Il fattore culturale


Faceva impressione leggere sul CdS del 4 marzo le interviste a Piero Ichino e Roberto Maroni, interpellati separatamente sull’incidente di Molfetta che ha provocato la morte di cinque persone. Entrambi sostengono un punto in modo netto: le leggi ci sono, e sono buone. Il problema è che manca una chiara disposizione alla loro applicazione. Dice Ichino, professore di diritto del lavoro:

In Paesi con livelli di cultura civica più alti la frequenza di infortuni cala… In Italia la cultura delle regole è poco radicata… Va radicata nella nostra cultura l’idea che rispettare le regole è un gioco a somma positiva… Occorre rafforzare cultura e prassi della legalità.

Gli fa eco Maroni, ex ministro del lavoro:

Temo che il problema sia più di cultura della sicurezza che di normativa… In casi come quello di Molfetta il lavoratore deve essere abituato a fare la cosa giusta.

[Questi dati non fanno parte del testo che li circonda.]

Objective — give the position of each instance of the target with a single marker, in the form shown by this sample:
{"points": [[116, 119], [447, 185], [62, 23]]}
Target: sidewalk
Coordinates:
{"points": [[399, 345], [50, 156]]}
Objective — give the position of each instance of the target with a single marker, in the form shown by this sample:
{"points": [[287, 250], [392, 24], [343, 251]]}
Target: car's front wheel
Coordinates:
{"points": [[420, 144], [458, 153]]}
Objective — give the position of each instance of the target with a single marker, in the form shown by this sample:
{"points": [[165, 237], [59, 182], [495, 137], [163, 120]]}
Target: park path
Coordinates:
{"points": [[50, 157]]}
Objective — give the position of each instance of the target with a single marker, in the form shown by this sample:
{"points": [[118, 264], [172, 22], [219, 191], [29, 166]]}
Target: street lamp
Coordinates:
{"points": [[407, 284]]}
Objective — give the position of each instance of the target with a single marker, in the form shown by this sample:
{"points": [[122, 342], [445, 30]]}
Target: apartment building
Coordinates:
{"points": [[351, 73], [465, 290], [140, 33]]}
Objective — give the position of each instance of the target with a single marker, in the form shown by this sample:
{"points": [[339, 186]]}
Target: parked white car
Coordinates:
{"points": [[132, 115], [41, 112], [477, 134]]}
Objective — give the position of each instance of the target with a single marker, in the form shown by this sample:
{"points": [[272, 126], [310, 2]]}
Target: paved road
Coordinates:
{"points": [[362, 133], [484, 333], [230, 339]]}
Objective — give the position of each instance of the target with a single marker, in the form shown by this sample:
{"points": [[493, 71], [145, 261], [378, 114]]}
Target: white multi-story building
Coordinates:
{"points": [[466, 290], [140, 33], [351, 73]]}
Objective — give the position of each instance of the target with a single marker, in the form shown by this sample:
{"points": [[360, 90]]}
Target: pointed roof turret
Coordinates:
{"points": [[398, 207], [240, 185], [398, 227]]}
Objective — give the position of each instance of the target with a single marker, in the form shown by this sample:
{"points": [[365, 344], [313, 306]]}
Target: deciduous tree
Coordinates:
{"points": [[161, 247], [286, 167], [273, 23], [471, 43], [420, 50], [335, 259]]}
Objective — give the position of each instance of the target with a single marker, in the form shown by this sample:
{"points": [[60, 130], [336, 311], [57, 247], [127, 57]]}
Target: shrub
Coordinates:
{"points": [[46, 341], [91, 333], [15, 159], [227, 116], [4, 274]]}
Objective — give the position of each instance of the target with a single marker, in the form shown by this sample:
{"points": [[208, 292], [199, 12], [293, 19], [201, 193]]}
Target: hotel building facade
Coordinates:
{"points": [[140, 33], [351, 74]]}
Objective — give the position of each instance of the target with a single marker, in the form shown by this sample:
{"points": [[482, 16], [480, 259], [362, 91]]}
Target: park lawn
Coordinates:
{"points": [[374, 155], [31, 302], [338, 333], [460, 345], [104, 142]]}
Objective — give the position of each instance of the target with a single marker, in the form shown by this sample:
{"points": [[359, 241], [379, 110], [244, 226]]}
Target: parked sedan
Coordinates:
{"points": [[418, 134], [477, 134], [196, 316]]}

Da posizioni politiche diverse entrambi riconoscono uno scarto netto tra piano legislativo e piano della prassi, e sostengono che quest’ultimo è determinato, più che dalle leggi disponibili, dalla “cultura” delle persone, intesa come insieme di pratiche incorporate, cioè abitudini. Bene, come antropologo non posso che concordare, ma mi chiedo allora quale sia la concezione di cultura che circola, quale sia cioè la cultura culturale, per così dire, il modo in cui concepiamo il concetto di cultura. Da dove viene il livello civico di cultura, più alto in alcuni paesi rispetto al nostro? Come si può incrementare lo spazio per una cultura della cooperazione (gioco a somma positiva) opposta a una cultura della competizione (gioco a somma zero, mors tua vita mea)? Come si diffonde una cultura della legalità se non conosciamo i meccanismi di diffusione della cultura dell’illegalità? Dove si apre lo spazio per innestare una cultura della sicurezza se non si fanno i conti con i modelli di corpo disponibili in quel contesto? Intendo dire che forse (e ripeto: forse) c’è una correlazione tra un certo modello di mascolinità sfrontata (i Modi bruschi di cui parla Franco La Cecla) e certe leggerezze sul lavoro: ho bene in mente un operaio macedone che saldava quasi sempre senza maschera, perché gli sembrava una cosa “da froci”, fin quando ha perso un occhio. Può essere quindi che la sicurezza sul lavoro si leghi direttamente a certi modelli del corpo (maschile/femminile) che può/non può sentire freddo, paura, dolore? E può essere che la quota di cultura civica disponibile dipenda anche dal modo in cui si configura lo spazio che l’individuo sente proprio sulla linea casa/non casa, per cui quel che è “non casa” viene percepito come totalmente estraneo o addirittura “dell’altro” e quindi può essere rubato/vandalizzato/ignorato senza avere la sensazione di subire una perdita? Può essere che una cultura dell’illegalità si nutra dell’antitesi noi/voi che si sedimenta attorno a rigidissime linee di parentela/clientela?
Sto dicendo che per capire bene cosa si può veramente fare per diminuire i morti sul lavoro c’è bisogno di scardinare la parola magica (“cultura”) per farla diventare quel che dovrebbe essere: il tentativo di ricostruire la rete di significati che fa sì che diventi comprensibile un comportamento che dal nostro punto di vista appare azzardato o addirittura incosciente. Senza incolpare chi muore e senza pretendere che basti una legge per cambiare le cose. Se è la cultura a dover cambiare, l’unico modo per farlo è capire nei dettagli i suoi meccanismi di funzionamento e le connessioni simboliche che permette di istituire tra diversi campi della vita. Solo conoscendo la natura di quelle connessioni potremo provare a lavorare per riconfigurarle secondo i nostri obiettivi.